- Cucullú Location within Buenos Aires Province
- Coordinates: 34°27′S 59°21′W﻿ / ﻿34.450°S 59.350°W
- Country: Argentina
- Province: Buenos Aires
- Partidos: San Andrés de Giles
- Established: May 24, 1889
- Elevation: 34 m (112 ft)

Population (2001 Census)
- • Total: 435
- Time zone: UTC−3 (ART)
- CPA Base: B 6723
- Climate: Dfc

= Cucullú =

Cucullú is a town located in the San Andrés de Giles Partido in the province of Buenos Aires, Argentina. The town consists of 10 blocks.

==Geography==
Cucullú is located 10 km from the town of San Andrés de Giles and 98 km from the city of Buenos Aires.

==History==
Cucullú was founded on May 24, 1889 upon the inauguration of a railway station in what would become the town. Construction of the station was led by Federico Lacroze, a railway entrepreneur. The town is named after Don Juan Simón de Cucullú, a Basque settler who donated the land.
The Club Atlético Cucullú, an athletic organization, was founded in 1929. A chapel was constructed in the town in 1960. With the exception of the town's main road, no streets in Cucullú are paved.
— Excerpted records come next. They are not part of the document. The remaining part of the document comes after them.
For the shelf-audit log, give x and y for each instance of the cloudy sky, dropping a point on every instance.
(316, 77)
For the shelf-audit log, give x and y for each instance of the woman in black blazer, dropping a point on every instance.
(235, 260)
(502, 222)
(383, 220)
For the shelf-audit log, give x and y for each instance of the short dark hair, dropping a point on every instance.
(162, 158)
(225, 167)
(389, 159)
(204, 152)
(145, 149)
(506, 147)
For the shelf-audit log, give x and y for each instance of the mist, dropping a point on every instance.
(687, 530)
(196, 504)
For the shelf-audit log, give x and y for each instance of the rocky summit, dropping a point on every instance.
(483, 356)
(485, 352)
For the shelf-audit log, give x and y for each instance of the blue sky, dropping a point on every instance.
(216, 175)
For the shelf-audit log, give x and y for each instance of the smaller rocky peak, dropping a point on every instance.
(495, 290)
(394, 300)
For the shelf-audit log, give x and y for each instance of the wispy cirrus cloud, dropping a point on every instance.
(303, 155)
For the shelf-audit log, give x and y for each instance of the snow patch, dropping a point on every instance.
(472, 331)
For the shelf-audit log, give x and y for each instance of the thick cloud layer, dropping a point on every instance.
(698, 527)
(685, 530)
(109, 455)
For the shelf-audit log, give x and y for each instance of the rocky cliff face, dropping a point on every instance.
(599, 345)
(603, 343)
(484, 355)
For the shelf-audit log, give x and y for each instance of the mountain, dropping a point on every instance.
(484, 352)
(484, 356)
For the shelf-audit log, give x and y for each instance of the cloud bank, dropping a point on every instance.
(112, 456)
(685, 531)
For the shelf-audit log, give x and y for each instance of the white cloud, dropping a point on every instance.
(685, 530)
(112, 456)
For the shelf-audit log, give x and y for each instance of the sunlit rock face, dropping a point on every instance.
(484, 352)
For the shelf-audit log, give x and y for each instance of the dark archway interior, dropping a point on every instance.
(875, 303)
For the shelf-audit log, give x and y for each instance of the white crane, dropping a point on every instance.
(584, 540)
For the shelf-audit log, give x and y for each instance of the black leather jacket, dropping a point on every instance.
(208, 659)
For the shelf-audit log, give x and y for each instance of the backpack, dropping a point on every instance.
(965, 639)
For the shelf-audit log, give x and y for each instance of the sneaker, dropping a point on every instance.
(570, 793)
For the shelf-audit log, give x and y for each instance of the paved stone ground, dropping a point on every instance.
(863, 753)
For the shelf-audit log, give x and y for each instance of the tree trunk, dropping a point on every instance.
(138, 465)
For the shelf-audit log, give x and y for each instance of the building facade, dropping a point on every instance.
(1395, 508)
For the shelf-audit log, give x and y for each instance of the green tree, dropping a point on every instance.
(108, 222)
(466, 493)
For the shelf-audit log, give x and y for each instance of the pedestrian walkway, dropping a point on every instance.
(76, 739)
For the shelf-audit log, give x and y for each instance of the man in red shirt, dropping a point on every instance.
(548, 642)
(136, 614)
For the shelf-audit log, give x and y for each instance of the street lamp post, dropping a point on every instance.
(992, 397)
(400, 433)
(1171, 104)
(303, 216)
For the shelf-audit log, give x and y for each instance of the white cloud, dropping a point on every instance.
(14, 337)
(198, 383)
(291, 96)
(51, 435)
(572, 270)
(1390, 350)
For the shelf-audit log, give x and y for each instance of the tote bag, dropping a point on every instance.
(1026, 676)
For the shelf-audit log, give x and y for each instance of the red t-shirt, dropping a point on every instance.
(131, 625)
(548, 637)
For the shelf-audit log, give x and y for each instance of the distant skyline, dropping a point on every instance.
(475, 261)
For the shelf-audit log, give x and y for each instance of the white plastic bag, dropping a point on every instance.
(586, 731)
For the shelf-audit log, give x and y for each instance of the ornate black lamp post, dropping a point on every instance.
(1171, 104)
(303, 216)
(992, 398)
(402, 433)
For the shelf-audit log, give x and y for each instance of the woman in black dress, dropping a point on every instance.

Rail service to Cucullú ended in 1998.

==Economy==
In addition to ceramics, the town is a center for agricultural production due to its location in the rural Pampas.

==Culture==
Cucullú is a center for artisan pottery production in Argentina, with several clay statues and various brick ovens located in the town. A yearly holiday, the Fiesta del Hornero, is celebrated in honor of the artisans of the town. The festival was first celebrated in 2006 and is held every October 30. There are around 20 furnaces located in the town.

==Population==
According to INDEC, which collects population data for the country, the town had a population of 435 people as of the 2001 census.